Tim lay in bed, staring up at the ornate ceiling, feeling totally alone. Well, perhaps he was, and who was to blame for that? He closed his eyes, not wanting to think of his empty-handed arrival yesterday evening, and the fury it had provoked. He turned on his side, burying his face in the down pillow, wanting to shut out the sight of her face, the spittle spray as she had shouted, the slap.
It didn’t work. He sat up and checked the alarm clock. He usually woke before it went off but this time he’d forgotten to set the damn thing. It was nearly nine o’clock. His mother would be even more furious with him, if that was possible. There was a knock at the door. Amala called, ‘Good morning, Herr Forbes.’
He dragged his fingers through his hair. He didn’t even know his name, not really.
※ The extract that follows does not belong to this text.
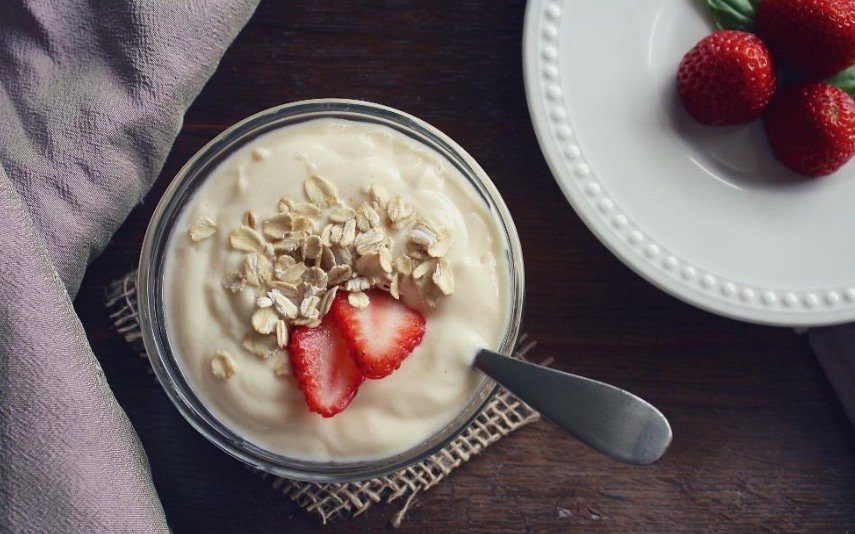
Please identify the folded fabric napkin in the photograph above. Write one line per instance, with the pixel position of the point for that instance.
(835, 348)
(92, 97)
Was he Smith, like Roger? Or Thomas, like his mother’s family?
‘Good morning, Frau Dreher.’
‘Amala is good,’ she said. He had not known until now that the maid knew any English. He washed, shaved and dressed, noticing that he had the start of a bruise and a cut on his cheekbone from his mother’s ring. He did not want to leave his bedroom. Had his mother calmed down? Were the disappointment and anger of yesterday finished? Of course she was right, he deserved it because he had failed her, but as he said, there didn’t seem to be any letter. He had obeyed her instructions, but to no avail.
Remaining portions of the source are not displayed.